By Emily Schmall
Oct. 14 (Bloomberg) -- Controladora Mabe SA, a Mexican appliance maker, plans to sell dollar bonds in overseas credit markets after benchmark bond yields tumbled, according to a person familiar with the transaction.
The Mexico City-based company hired HSBC Holdings Plc and Bank of America Corp. to arrange the sale, said the person, who declined to be identified because terms aren’t set. Mabe may sell as much as $300 million of 10-year bonds to refinance debt, according to Standard & Poor’s.

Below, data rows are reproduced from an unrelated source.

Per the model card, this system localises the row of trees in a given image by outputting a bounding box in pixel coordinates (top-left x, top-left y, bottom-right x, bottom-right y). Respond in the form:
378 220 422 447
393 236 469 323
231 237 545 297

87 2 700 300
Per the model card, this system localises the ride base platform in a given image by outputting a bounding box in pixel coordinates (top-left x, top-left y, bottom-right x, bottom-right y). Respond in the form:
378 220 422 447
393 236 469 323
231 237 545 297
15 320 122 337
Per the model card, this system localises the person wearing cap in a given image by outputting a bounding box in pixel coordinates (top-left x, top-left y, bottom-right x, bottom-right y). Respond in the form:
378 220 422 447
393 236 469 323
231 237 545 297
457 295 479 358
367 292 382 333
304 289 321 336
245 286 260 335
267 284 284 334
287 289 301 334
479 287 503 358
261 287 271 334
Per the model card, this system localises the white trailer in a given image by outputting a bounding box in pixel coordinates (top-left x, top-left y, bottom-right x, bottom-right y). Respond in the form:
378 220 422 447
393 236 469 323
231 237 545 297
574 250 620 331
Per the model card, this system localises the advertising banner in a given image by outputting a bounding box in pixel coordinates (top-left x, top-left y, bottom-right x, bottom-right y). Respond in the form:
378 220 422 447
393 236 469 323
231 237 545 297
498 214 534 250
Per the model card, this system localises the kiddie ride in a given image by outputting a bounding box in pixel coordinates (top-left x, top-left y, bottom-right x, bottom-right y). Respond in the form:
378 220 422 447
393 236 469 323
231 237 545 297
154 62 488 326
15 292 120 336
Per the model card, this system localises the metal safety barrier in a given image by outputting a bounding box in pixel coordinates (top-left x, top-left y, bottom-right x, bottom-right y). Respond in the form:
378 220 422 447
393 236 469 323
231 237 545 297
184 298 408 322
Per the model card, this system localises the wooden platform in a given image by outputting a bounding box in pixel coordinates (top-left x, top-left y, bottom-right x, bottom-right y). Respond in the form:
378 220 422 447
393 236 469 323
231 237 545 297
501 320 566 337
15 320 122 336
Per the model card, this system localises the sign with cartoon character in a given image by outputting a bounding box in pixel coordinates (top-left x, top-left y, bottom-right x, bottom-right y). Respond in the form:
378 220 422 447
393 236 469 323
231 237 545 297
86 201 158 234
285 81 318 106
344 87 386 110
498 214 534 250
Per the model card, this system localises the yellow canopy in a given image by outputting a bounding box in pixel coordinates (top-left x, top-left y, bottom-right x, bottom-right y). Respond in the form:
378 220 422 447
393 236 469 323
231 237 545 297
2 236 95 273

Mabe is tapping international credit markets as a global economic recovery drives down benchmark bond yields for emerging-market companies and governments. The extra yield investors demand to own emerging-markets corporate bonds instead of U.S. Treasuries narrowed to 3.91 percentage points yesterday from 9.59 percentage points at the end of last year, according to JPMorgan Chase & Co.’s CEMBI.
Calls to Mabe spokesman Rafael Nava weren’t immediately returned.
Mabe, which makes General Electric Co. appliances in Mexico for sale in the U.S. as part of a joint venture, sold $200 million of bonds in November 2005. The yield on the 6.5 percent bonds maturing in 2015 fell to 7.31 percent from 10.51 percent at the end of last year, according to Bloomberg data.
S&P rates Mabe BBB-, the lowest investment grade.